Jestem ciekawy ile ludzi pracuje nad takim projektem managera plikow. Wiedzac troche jak dziala korporacja domyslam sie, ze caly sztab grafikow, koderow, debugerow no i oczywiscie koordynatorow, senior/junior managerow itp itd. A wyglada to jak narysowane przez przedszkolaka... Jak cos takiego mozna pokazywac jako 'bardzo istotne/nowe lepsze/zmiany w systemie'? Windowsa 95 kazdy chcial miec bo mial dosyc dosa i 3.11 i nie trzeba bylo nikomu wciskac, ze nowe jest lepsze bo bylo bardzo lepsze.
Jak MS będzie dalej na siłę wciskał Modern UI, to chyba przekonam się do Maca i OSX-a, który w przeciwieństwie do Windows 8 nie wywołuje efektu wymiotnego.
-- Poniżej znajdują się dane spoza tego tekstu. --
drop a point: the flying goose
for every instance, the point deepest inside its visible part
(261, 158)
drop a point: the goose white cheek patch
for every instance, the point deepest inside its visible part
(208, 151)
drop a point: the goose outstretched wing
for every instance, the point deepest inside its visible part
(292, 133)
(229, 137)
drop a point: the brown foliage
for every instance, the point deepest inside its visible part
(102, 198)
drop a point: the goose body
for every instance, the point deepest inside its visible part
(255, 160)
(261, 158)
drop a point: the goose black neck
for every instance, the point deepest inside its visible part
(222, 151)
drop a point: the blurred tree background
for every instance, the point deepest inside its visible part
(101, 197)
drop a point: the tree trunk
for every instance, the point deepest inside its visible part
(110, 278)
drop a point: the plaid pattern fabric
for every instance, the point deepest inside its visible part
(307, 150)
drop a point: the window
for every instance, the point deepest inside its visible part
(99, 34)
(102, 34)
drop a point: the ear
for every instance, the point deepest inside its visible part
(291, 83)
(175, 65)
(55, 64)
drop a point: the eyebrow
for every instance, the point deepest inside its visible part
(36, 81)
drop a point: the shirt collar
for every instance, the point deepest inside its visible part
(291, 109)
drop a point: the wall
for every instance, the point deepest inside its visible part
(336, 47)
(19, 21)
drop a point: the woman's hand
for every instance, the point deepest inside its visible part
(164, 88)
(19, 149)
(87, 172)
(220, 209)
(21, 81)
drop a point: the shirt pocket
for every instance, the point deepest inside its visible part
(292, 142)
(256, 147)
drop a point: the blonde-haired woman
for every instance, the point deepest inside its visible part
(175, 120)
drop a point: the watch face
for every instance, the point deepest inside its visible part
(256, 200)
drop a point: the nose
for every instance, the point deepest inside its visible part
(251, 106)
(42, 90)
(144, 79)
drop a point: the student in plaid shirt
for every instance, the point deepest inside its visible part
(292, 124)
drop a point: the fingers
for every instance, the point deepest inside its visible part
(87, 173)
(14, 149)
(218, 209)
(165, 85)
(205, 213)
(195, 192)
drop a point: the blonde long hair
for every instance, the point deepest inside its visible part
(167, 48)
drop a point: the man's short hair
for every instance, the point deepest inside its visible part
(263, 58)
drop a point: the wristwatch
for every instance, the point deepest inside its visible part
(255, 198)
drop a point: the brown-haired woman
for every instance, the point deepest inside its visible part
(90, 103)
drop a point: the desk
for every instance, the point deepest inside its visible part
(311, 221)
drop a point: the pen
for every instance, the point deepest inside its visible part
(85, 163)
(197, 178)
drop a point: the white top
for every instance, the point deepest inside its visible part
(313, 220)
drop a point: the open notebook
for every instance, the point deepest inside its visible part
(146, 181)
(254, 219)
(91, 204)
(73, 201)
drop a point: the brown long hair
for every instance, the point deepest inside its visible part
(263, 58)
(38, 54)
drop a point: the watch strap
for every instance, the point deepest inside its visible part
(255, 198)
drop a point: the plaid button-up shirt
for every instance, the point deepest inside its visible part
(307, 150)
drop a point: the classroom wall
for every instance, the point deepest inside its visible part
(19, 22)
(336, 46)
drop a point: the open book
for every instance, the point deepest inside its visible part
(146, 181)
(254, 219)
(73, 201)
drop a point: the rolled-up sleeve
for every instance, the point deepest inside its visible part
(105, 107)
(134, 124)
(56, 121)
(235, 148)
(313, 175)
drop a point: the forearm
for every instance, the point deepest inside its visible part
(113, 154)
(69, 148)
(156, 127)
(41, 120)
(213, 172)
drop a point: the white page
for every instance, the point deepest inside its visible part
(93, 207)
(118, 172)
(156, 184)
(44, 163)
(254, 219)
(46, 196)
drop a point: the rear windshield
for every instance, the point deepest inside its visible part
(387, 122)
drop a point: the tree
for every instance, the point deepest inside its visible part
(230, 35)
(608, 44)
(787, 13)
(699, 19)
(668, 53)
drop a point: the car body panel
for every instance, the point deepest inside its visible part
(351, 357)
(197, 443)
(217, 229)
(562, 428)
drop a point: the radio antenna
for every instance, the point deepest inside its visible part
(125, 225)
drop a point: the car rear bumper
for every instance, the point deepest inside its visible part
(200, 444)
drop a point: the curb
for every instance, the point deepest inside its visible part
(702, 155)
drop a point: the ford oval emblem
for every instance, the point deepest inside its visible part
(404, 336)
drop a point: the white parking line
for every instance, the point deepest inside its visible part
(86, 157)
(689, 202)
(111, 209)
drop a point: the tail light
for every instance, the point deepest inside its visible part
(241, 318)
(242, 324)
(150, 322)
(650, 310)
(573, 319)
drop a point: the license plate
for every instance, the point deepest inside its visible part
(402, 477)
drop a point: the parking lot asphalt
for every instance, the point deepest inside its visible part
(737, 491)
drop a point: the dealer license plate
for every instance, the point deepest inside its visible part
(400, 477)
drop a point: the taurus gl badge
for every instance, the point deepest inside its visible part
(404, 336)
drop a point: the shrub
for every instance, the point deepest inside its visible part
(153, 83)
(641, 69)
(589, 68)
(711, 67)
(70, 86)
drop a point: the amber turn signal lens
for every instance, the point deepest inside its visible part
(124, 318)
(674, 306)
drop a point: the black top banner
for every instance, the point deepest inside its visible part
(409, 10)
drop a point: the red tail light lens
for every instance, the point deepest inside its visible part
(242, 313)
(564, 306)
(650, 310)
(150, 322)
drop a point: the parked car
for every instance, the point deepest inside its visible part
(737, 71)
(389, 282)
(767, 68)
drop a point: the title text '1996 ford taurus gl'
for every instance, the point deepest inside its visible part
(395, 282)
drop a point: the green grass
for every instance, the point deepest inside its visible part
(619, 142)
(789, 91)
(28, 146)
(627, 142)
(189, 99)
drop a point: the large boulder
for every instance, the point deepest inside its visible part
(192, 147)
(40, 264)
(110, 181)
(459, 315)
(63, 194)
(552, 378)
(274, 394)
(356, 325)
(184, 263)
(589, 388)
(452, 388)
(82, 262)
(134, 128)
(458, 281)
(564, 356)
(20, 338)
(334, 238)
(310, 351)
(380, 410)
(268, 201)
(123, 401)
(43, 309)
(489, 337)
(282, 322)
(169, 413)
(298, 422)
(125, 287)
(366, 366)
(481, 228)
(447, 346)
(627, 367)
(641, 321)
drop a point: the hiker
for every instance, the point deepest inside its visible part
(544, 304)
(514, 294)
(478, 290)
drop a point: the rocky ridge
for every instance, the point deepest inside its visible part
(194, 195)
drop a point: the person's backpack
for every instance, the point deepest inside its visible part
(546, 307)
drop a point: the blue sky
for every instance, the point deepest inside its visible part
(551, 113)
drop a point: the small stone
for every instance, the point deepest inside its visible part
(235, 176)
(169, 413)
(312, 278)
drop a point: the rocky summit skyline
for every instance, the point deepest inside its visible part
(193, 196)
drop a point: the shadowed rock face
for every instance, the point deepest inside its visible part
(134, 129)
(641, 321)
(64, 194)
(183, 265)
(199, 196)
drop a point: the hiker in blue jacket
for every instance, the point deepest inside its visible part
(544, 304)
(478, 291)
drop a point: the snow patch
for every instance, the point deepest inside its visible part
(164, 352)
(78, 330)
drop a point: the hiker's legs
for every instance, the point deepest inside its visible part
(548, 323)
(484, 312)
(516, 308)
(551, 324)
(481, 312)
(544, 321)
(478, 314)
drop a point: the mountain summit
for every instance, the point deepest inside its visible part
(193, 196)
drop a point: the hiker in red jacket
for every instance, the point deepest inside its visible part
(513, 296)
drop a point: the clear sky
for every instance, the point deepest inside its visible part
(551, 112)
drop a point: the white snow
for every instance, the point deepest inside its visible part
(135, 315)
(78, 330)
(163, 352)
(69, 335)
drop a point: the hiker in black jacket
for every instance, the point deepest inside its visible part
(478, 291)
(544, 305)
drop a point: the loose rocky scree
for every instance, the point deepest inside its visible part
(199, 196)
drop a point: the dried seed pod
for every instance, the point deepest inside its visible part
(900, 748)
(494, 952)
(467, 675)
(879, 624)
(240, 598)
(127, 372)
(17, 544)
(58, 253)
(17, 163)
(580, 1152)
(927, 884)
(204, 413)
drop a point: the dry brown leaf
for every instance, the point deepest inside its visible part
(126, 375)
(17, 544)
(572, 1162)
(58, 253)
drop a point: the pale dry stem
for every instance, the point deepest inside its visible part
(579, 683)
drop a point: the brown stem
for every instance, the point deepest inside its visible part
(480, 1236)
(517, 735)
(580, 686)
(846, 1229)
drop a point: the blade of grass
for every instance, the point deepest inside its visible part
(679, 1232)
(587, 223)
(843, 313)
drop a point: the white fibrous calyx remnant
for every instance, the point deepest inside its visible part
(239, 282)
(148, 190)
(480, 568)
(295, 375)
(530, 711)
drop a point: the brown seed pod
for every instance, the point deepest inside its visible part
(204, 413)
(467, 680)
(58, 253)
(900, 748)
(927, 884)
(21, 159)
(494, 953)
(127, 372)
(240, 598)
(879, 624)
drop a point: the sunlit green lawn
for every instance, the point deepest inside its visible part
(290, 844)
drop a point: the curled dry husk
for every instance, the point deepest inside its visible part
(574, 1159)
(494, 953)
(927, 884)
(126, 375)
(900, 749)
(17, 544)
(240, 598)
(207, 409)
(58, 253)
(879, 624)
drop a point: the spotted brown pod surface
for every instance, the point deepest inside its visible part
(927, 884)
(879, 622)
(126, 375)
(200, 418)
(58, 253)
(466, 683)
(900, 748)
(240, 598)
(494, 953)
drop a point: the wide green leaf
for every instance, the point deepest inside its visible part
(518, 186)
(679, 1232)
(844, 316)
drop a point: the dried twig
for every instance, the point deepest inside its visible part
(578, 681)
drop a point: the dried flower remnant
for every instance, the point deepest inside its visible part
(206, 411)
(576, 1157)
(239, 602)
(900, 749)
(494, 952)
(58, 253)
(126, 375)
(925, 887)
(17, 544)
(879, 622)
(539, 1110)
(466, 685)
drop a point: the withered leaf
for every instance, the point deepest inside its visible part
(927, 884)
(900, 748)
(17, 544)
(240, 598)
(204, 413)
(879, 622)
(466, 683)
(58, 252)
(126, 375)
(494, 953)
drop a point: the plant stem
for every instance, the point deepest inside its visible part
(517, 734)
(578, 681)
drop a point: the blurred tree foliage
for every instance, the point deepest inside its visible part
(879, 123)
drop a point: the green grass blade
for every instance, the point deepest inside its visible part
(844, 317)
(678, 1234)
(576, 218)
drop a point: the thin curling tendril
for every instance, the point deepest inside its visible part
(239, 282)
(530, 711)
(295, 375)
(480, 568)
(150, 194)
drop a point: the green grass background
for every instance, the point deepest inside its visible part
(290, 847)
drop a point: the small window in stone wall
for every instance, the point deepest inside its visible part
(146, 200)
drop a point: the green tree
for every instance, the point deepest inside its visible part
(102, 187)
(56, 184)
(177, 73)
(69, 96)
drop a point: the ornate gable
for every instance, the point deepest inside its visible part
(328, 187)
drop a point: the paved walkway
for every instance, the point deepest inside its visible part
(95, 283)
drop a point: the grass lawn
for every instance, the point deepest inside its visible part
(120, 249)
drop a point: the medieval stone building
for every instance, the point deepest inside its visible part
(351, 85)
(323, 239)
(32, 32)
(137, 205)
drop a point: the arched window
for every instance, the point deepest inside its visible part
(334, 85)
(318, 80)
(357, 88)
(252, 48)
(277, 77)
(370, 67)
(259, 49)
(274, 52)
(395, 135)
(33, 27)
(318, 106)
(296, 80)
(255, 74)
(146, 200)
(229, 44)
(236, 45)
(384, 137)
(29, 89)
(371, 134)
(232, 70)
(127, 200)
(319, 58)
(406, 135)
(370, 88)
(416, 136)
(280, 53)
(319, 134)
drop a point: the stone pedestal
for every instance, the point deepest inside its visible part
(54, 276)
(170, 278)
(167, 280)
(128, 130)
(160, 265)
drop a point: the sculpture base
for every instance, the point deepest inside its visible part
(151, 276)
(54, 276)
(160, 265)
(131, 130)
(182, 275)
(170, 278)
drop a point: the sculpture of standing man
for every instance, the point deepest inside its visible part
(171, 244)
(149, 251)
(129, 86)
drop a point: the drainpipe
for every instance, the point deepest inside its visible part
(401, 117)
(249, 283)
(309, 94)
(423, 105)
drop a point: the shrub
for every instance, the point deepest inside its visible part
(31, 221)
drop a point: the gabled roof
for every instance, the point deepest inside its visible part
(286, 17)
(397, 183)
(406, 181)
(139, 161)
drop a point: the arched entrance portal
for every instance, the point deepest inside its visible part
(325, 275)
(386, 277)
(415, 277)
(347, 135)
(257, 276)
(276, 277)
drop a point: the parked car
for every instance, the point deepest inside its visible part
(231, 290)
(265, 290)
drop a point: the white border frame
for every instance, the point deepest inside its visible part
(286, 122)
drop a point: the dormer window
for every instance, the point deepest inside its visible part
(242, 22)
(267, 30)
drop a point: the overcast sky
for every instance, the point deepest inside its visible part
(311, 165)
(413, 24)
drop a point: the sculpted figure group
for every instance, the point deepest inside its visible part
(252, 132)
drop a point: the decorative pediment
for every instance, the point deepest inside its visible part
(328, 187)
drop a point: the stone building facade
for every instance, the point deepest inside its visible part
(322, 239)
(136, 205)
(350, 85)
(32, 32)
2013 rok, a MS lansuje białe litery na jednokolorowym tle i jeszcze ma poczucie humoru żeby nazywać to 'nowoczesnością'. Po kilkudziesięciu latach rozwoju cofamy się do epoki DOS-owego Norton Commandera i kart graficznych 2D.
Nikt tego gówna zwanego Windows 8 nie chce, nawet producenci laptopów go nie chcą, bo ludzie nie chcą tego kupować, a Lenovo wręcz wraca do Windows 7.
Ja zostaje przy 7, ale nie wiadomo jak długo się da.
Windows 7 będzie stopniowo wycofywany ze sklepów, będzie otrzymywał też coraz słabsze wsparcie ze strony producentów sprzętu i skończy się na tym, że pozostanie przy Windows 7 będzie tylko teoretycznie możliwe, a w praktyce niewykonalne.
Mam jeszcze jedną kupioną kopię 7 HE OEM 'na czarną godzinę', więc do następnego laptopa będę mógł ją wgrać, ale potem to nie wiadomo, bo Microsoft pewnie wycofa 7 ze sklepów.
Ja mam nadzieję że to jest jakiś żart. Po zobaczeniu czegoś takiego jestem w 100% przekonany że jeśli MS tak bardzo chce brnąć w kafelkowy interface powinien rozdzielić rodzinę Windows na 2 podgrupy. Jedna grupa reprezentowałaby bardziej klasyczne rozwiązania tzn. pasek start Aero etc. etc. a druga grupa tzw. 'nowości' czyli Metro/Modern UI. Wtedy problemy ze sprzedażą produktów zniknęłyby jak ręką odjął a to klienci w drodze wyboru zdecydowaliby i pokazali Microsoftowi za jakimi rozwiązaniami się opowiadają. Ewentualnie można by wykorzystać jeden system z różnymi szatami graficznymi a użytkownik wybierałby z której będzie korzystał. Moim skromnym zdaniem dopiero wtedy to by miało ręce i nogi a konsument by na tym na pewno nie ucierpiał.
No dobra. Mam W8, nawet go lubię, nie sprawia problemów, przyzwyczaiłem się do kafelków. Ale są pewne granice wytrzymałości, a to co jest na tych screenach to jakaś rzadka kupa po grochówce. W M$ chyba nie są świadomi, że brną w tym bagienku w bardzo złym kierunku...
2013 rok, a MS lansuje białe litery na jednokolorowym tle i jeszcze ma poczucie humoru żeby nazywać to 'nowoczesnością'. Po kilkudziesięciu latach rozwoju cofamy się do epoki DOS-owego Norton Commandera i kart graficznych 2D.
Nikt tego gówna zwanego Windows 8 nie chce, nawet producenci laptopów go nie chcą, bo ludzie nie chcą tego kupować, a Lenovo wręcz wraca do Windows 7.
Ja zostaje przy 7, ale nie wiadomo jak długo się da.
Windows 7 będzie stopniowo wycofywany ze sklepów, będzie otrzymywał też coraz słabsze wsparcie ze strony producentów sprzętu i skończy się na tym, że pozostanie przy Windows 7 będzie tylko teoretycznie możliwe, a w praktyce niewykonalne.
Mam jeszcze jedną kupioną kopię 7 HE OEM 'na czarną godzinę', więc do następnego laptopa będę mógł ją wgrać, ale potem to nie wiadomo, bo Microsoft pewnie wycofa 7 ze sklepów.
Nigdy nie byłem fanem linuxa ale teraz mam nadzieję, że w końcu się rozwinie.